The lack of media at the time of the 1918 pandemic had been exploited politically. For example the term ‘Spanish flu' came into being because it was Spain which openly discussed the pandemic. In other countries this information was not freely available and so governments took advantage as they did not want to shift public opinion from the war. Similarly in this current pandemic in the UK due to the overwhelming media coverage of the pandemic, pharmaceutical companies are exploiting the media to sell more products. Another example is how the Egyptian government has culled a large number of pigs as a precautionary measure to prevent the spread of swine flu even though there is no evidence to support this strategy.


In conclusion, what can be deduced is that the two pandemics each had particular characteristics and true comparisons cannot be made because the environments were substantially different. However the pandemics allow the development of future health models and a greater understanding of epidemiology. Unfortunately a striking similarity between both pandemics is the lack of involvement of populations that are unable to provide health resources for themselves.
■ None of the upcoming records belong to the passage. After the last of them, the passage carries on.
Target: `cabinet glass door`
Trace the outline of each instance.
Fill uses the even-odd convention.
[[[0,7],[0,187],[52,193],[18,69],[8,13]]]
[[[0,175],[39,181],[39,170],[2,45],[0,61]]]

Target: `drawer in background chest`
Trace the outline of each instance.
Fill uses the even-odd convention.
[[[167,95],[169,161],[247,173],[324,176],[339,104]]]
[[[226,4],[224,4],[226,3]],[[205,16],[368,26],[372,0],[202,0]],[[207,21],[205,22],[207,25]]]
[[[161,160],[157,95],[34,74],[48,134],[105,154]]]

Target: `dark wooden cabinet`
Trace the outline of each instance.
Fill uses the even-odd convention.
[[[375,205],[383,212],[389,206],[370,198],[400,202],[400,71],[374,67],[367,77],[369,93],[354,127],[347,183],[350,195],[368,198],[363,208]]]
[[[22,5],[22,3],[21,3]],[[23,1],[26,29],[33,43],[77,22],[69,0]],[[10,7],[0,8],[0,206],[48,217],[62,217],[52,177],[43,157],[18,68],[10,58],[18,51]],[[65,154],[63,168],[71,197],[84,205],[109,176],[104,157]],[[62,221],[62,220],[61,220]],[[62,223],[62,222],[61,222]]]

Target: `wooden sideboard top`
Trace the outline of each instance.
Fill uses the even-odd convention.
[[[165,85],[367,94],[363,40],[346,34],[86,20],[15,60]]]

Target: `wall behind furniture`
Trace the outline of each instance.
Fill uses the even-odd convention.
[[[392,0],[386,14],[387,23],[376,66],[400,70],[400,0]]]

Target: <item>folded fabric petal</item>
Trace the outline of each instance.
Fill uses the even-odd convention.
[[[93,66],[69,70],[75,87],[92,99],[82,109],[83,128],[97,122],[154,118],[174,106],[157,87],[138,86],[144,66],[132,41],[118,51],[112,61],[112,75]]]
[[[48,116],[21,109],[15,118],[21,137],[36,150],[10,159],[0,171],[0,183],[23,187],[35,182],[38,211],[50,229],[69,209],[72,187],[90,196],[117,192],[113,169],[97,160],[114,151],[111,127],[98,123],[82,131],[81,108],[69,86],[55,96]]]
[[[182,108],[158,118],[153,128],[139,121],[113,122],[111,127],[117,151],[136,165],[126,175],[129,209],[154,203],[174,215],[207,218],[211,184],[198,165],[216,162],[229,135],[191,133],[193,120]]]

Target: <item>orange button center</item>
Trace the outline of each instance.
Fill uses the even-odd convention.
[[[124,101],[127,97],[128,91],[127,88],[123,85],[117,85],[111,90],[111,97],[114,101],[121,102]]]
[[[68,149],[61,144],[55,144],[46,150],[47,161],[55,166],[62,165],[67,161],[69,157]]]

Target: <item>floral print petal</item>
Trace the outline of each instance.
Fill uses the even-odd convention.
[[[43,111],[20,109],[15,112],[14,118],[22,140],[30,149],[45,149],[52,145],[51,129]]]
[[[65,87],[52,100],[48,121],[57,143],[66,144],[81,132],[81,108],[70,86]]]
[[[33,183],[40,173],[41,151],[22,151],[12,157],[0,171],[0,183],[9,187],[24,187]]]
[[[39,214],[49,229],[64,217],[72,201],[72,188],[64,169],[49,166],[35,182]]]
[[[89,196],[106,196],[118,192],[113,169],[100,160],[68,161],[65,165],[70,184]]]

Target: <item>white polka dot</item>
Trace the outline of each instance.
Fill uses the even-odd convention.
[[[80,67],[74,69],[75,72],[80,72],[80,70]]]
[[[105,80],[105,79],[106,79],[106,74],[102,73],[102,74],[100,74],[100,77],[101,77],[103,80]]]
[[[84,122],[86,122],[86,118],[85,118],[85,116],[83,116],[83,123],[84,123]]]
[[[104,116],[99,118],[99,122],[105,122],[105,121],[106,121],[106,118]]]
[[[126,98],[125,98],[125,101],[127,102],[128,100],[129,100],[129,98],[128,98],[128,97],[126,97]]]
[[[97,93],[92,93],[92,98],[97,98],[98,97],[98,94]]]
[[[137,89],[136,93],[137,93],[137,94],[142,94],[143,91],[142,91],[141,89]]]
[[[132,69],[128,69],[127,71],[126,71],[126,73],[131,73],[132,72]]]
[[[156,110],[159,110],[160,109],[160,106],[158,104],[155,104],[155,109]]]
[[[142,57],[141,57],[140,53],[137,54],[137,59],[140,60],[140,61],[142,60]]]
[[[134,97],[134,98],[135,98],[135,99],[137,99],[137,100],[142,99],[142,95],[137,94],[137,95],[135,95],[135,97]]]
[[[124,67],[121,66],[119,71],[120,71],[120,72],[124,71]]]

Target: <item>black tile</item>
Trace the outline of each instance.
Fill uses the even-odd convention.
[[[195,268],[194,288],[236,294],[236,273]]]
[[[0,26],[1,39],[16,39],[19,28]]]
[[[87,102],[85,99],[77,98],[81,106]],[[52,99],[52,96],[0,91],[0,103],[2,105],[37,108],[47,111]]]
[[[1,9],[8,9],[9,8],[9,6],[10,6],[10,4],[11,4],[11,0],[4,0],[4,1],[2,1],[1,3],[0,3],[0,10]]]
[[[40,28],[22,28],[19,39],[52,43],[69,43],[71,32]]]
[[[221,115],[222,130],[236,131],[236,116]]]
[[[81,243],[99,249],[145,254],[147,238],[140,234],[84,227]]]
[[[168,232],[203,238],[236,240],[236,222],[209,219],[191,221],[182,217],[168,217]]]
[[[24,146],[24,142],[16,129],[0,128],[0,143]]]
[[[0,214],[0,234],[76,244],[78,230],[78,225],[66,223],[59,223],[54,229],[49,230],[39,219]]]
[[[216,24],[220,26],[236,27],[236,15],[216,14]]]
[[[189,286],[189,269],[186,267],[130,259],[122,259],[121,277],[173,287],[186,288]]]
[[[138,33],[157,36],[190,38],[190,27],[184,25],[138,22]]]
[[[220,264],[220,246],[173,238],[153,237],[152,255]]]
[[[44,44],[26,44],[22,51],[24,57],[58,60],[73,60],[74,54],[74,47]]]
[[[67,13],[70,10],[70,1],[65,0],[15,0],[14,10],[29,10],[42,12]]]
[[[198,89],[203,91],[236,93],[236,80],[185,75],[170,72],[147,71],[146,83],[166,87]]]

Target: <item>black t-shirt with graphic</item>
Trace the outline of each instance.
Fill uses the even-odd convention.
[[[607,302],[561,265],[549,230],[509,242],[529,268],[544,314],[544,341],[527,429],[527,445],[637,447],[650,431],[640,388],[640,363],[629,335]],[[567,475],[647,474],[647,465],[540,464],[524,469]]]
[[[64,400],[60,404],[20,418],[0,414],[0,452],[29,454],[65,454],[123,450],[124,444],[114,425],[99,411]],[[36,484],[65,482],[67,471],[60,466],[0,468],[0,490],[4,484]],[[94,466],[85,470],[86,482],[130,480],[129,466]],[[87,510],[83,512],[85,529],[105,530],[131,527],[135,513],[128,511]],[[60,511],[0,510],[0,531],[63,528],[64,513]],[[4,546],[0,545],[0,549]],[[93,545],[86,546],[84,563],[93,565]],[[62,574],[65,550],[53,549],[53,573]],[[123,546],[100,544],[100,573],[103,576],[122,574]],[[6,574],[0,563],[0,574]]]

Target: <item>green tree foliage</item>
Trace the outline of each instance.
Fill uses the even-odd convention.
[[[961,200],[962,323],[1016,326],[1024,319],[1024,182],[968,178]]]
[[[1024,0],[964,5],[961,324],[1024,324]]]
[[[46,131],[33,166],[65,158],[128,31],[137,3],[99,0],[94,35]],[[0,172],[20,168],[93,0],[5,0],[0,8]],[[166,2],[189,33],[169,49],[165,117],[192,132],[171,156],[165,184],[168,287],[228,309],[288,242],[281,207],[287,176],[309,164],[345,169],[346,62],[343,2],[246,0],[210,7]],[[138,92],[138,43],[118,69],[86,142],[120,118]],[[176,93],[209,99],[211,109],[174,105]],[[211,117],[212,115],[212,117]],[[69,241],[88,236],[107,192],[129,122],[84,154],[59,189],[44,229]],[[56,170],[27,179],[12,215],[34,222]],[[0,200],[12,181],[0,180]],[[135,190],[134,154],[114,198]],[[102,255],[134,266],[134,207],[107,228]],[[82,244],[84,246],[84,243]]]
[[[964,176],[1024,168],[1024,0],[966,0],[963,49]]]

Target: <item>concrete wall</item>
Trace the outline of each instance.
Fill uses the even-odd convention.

It is difficult to predict the extent of the 2009 pandemic but it is reasonable to assume that if there is not a concerted global effort to prevent future pandemics there is a high likelihood that a virus will mutate to such an extent within a certain population that it may resemble the pandemic of 1918. In the UK already the NHS resources are very limited and in the winter there is expected to be a large influx of patients into hospitals. There are already reports from Australia that the medical institutions were overwhelmed by the volume of patients. Global governments must ensure that they are adequately prepared and do not underestimate the severity of swine flu.